Sys.setenv(GITLAB_PAT = Sys.getenv("CI_JOB_TOKEN"))
remotes::install_deps(dependencies = TRUE)

Error

Error: Unknown remote type: gitlab
  Invalid git repo specification: 'https://myprivategitlab.com/user/repos'
Execution halted
statnmap commented 3 years ago

Do you think that it could be a good idea to allow gitlab_pat() to also look for CI_JOB_TOKEN environment variable if GITLAB_PAT is empty ? This may solve a lot pain using CI.

dgkf commented 3 years ago

Thanks for considering this PR, @jimhester.

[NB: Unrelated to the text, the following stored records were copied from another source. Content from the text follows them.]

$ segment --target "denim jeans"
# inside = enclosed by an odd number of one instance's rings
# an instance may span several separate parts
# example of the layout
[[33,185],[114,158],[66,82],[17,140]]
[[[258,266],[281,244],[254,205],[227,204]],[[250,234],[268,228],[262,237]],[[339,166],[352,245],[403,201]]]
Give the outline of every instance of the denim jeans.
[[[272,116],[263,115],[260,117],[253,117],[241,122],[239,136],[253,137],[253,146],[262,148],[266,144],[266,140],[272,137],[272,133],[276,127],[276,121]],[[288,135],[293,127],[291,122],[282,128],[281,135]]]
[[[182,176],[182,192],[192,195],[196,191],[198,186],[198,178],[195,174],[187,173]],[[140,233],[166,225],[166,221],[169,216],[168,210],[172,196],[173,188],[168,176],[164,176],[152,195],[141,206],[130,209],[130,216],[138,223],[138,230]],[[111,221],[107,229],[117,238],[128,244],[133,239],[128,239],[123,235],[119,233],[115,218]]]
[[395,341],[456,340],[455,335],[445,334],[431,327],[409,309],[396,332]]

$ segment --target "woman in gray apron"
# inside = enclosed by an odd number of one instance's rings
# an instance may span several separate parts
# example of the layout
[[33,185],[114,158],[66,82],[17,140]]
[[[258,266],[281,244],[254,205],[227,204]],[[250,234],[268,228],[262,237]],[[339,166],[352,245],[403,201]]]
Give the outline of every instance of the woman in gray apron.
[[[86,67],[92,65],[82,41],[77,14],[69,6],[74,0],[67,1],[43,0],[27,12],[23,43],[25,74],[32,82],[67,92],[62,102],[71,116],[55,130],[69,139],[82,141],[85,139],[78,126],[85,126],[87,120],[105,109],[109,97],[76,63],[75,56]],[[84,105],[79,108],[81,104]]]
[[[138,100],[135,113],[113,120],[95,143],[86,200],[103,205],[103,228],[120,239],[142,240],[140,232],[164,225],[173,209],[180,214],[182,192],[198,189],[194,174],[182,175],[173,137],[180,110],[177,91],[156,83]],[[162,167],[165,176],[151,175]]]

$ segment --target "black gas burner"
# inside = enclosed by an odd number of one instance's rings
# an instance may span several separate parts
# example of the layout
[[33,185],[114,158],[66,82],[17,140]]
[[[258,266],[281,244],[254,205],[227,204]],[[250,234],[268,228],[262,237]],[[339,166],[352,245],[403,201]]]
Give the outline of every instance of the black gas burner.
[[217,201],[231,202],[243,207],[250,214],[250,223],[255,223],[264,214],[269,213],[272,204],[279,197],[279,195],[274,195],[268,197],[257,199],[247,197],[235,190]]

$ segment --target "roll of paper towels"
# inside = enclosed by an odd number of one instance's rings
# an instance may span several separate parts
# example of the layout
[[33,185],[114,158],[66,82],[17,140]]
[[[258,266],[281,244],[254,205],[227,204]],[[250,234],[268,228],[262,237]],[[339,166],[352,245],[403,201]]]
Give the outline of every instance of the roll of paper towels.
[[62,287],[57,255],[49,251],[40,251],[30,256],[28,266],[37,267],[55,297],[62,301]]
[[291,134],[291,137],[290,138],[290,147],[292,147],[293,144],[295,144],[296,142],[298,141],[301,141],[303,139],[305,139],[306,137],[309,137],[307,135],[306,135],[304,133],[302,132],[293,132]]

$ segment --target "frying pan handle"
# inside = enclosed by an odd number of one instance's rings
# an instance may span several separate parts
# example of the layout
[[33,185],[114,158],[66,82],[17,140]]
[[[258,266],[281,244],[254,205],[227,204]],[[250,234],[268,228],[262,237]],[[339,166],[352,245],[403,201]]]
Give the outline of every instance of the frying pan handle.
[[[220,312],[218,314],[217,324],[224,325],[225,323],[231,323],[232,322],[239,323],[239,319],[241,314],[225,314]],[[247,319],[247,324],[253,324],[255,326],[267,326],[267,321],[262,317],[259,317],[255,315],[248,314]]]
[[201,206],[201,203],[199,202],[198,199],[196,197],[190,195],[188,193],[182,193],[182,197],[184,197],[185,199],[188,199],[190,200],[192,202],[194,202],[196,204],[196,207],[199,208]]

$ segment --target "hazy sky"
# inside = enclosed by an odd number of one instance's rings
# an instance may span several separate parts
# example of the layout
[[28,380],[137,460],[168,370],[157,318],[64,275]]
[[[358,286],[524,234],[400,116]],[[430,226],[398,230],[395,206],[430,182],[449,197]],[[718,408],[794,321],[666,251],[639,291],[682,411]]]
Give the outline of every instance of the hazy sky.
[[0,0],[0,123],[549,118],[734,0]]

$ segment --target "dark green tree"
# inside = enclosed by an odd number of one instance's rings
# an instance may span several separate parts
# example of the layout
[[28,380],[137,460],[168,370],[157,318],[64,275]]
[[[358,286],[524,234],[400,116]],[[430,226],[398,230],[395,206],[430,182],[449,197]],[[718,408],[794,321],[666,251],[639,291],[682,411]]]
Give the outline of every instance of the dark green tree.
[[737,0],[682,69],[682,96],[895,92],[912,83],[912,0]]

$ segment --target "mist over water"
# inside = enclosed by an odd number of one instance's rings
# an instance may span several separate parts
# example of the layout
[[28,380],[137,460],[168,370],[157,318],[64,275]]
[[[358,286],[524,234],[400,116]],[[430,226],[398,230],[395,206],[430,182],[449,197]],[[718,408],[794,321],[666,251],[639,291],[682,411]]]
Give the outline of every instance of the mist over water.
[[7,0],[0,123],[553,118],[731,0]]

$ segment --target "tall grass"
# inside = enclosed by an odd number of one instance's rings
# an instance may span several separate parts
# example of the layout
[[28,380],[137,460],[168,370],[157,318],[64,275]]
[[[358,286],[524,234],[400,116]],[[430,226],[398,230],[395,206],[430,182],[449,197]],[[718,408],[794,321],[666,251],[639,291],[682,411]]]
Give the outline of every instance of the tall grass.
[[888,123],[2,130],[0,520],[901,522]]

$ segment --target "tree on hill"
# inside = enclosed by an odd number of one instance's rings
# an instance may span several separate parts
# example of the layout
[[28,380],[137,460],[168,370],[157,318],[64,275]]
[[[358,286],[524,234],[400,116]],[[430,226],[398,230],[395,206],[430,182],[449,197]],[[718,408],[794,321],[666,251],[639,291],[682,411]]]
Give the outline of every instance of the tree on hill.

Just wanted to highlight this bit in the PR thread for your consideration. I tried my best to dig into how remotes/renv use the Remotes* fields in the DESCRIPTION file, but wasn't totally sure what the preferred solution would be for access tokens in urls and want to make sure it was brought to your attention in case there are any security concerns with how it's handled.

Design Feedback Request: is it preferred to keep the full url including username and password (https://dgkf:12345@gitlab.com/...) when storing remote_metadata or printing to console?

  • the good: this would allow remotes::update_packages to update a package which requires authentication
  • the bad: this might put a user at risk of leaking an access token through things like execution logs if printed to console or an renv lockfile if included in a DESCRIPTION file

Currently user-specific url components are stripped to minimize any printing/saving of tokens.

jimhester commented 3 years ago

I guess we should strip them, though it would then break updating packages later.

However if you still set the GITLAB_PAT when you run update_packages() would the update work?